Why Don’t the Poor Rise Up?

An article in the New York Times in 2015 provoked Michael Truscello and Ajamu Nangwaya to bring together the volume: "Why Don't the Poor Rise Up? Organizing the Twenty-First Century Resistance" (2017). This book is divided into two sections, one on the Global North and another on the Global South, and is an "anthology of radical perspectives on contemporary struggles" (p. 2). The book is a counter narrative to the idea suggested in the New York Times that the poor are not rising up. "The title is both challenging and provocative, in the sense that it is at once a question and an assumption. But is it true that the poor do not rise up? Or do we simply not recognize their resistance and rebellion?" (p. 1). In documenting stories of resistance, the authors seek to address an apparent gap: "We do not have enough knowledge and information on the diverse struggles waged around the world, the wealth of experiences gained, and the lessons learnt from them and numerous victories achieved. Consequently, we do not celebrate them nor gain inspiration from them to wage new struggles. The first-hand experiences and contributions shared in this collection serve as a radical attempt to reverse this trend" (p. 3).

There are eighteen examples, well beyond summary in a brief post. In general, I had hoped the book would have delved deeper. Many of the chapters are brief descriptive summaries of challenges faced and responses.

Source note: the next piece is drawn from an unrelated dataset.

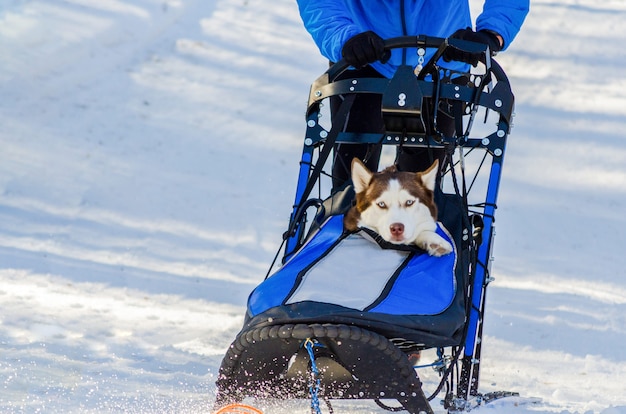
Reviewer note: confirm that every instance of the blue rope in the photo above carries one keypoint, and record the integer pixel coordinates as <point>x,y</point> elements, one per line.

Readers familiar with this literature might be left wanting. However, for those who do wonder 'why the poor do not rise up', this is a collection worth reading. Two thought provoking quotes:

From Praba Pilar and Alex Wilson: "An early example of these confining constructs was the "Inter Caetera," a papal bull issued by Pope Alexander VI in 1493 that laid out the justification for the Doctrine of Discovery. It established that Christian nations had a divine right (based on the bible) to grant themselves legal ownerships of any "unoccupied" lands (where unoccupied was defined as the absence of Christian people) and dominion over any people on those lands. A current example of these confining constructs is the salvation narrative unconsciously reproduced by many in the white Left when approach Indigenous and other non-European communities as allies but present solutions that have been developed in isolation, are paternalistic, and/or are inappropriate to the context. Salvation narratives are often seen as benign, but they are not. hey reflect and perpetuate the early justification for colonization, i.e., that "God had directed [Europeans] to bring civilized ways and education and religion to Indigenous Peoples and to exercise paternalism and guardianship powers over them'" (p. 35)

From Gussai Sheikheldin: "States and markets normalize the exploitation and oppression of many in society through the pretext of order and justice… becoming aware of a phenomenon does not automatically imply that one will care to transform it, so understanding structural sources of oppression in society does not necessarily mean that one will seek to combat them. That is objectively true, but we should also be mindful that any genuine care is unlikely to happen without understanding. Then there's the difference between understanding on the one hand, and 'consciousness' (understanding and caring) on the other." (p. 233-235).